Where TrakGene fits: services that need a full clinical genetics platform with EHR integration and formal clinical governance. Where it falls short against PedigreeTool: it is enterprise sales-led with no free tier, so it is a larger commitment than a typical PedigreeTool replacement.
Feature comparison matrix
| Capability | PedigreeTool | Evagene | QuickPed | FamGenix | TrakGene |
|---|---|---|---|---|---|
| Browser-based | ✓ | ✓ | ✓ | ✓ | ✓ |
| Clinical-grade positioning | not certified | ✓ | academic | ✓ | ✓ |
| Free access (durable) | until Mar 2026 | Alpha | ✓ | Individual tier | — |
| NSGC/ISCN notation | ✓ | ✓ | ✓ | ✓ | ✓ |
| Gesture drawing | — | ✓ | — | — | — |
| HPO phenotyping | ✓ | — | — | — | — |
| MONDO Disease Ontology | ✓ | — | — | — | — |
| GA4GH Phenopackets v2 | ✓ | via API | — | — | — |
| ICD-10 / OMIM | OMIM | ✓ | — | — | ✓ |
| BRCAPRO/MMRpro/PancPRO | — | ✓ | — | — | — |
| BOADICEA / Tyrer-Cuzick | — | — | — | ✓ | — |
| Mendelian calculators | — | ✓ | — | — | — |
| Kinship coefficients | — | ✓ (Wright's) | ✓ | — | — |
| Batch risk screening | — | ✓ | — | — | — |
| AI clinical interpretation | — | ✓ | — | — | — |
| BYOK LLM | — | ✓ | — | — | — |
| MCP for AI agents | — | ✓ (11) | — | — | — |
| REST API | — | ✓ | — | — | via FHIR |
| Webhooks | — | ✓ | — | — | — |
| Embeddable viewer | — | ✓ | — | — | — |
| GEDCOM import/export | — | ✓ | — | — | — |
| 23andMe import | — | ✓ | — | — | — |
| HL7 FHIR (first-class) | — | via API | — | — | ✓ |
Compiled from publicly available product pages as of April 2026. "—" means not publicly advertised.
How to choose
Standards-driven research (HPO/MONDO/Phenopackets). Stay on PedigreeTool (with its non-clinical caveat) or supplement it with an export pipeline into a clinical platform when clinical use arises.
Clinical-grade pedigree work. Evagene — BayesMendel risk models, Mendelian calculators, AI interpretation, programmatic access, free during Alpha.
Academic kinship research with permanent free access. QuickPed.
Cancer-risk-heavy clinical practice. FamGenix.
Enterprise FHIR-integrated clinical genetics. TrakGene.
Frequently asked questions
Why look for an alternative to PedigreeTool?
Clinical-grade positioning, durable free access, and feature breadth (risk models, AI, API).
Is Evagene a direct alternative?
Yes for clinical pedigree work.
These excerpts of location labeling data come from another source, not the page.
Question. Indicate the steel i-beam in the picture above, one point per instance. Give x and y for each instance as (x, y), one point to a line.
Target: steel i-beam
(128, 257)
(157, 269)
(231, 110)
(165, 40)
PedigreeTool has deeper HPO/MONDO/Phenopackets support; Evagene has deeper clinical depth.
Why does PedigreeTool say not certified for clinical diagnostics?
Honest disclosure by the Stanford team; academic tools often operate outside clinical regulatory frameworks.
Is QuickPed similar?
Yes, as an academic tool; QuickPed emphasises kinship mathematics rather than HPO/MONDO/Phenopackets.
Which remains free beyond March 2026?
QuickPed permanently; Evagene during Alpha; FamGenix Individual tier.
Does any alternative support Phenopackets v2?
Not natively. Evagene can serve JSON pedigree data transformable to Phenopackets at an integration layer.
Which is best for a clinical genetics team?
Evagene for clinical-grade with AI and API; FamGenix for cancer-risk; TrakGene for FHIR-native enterprise.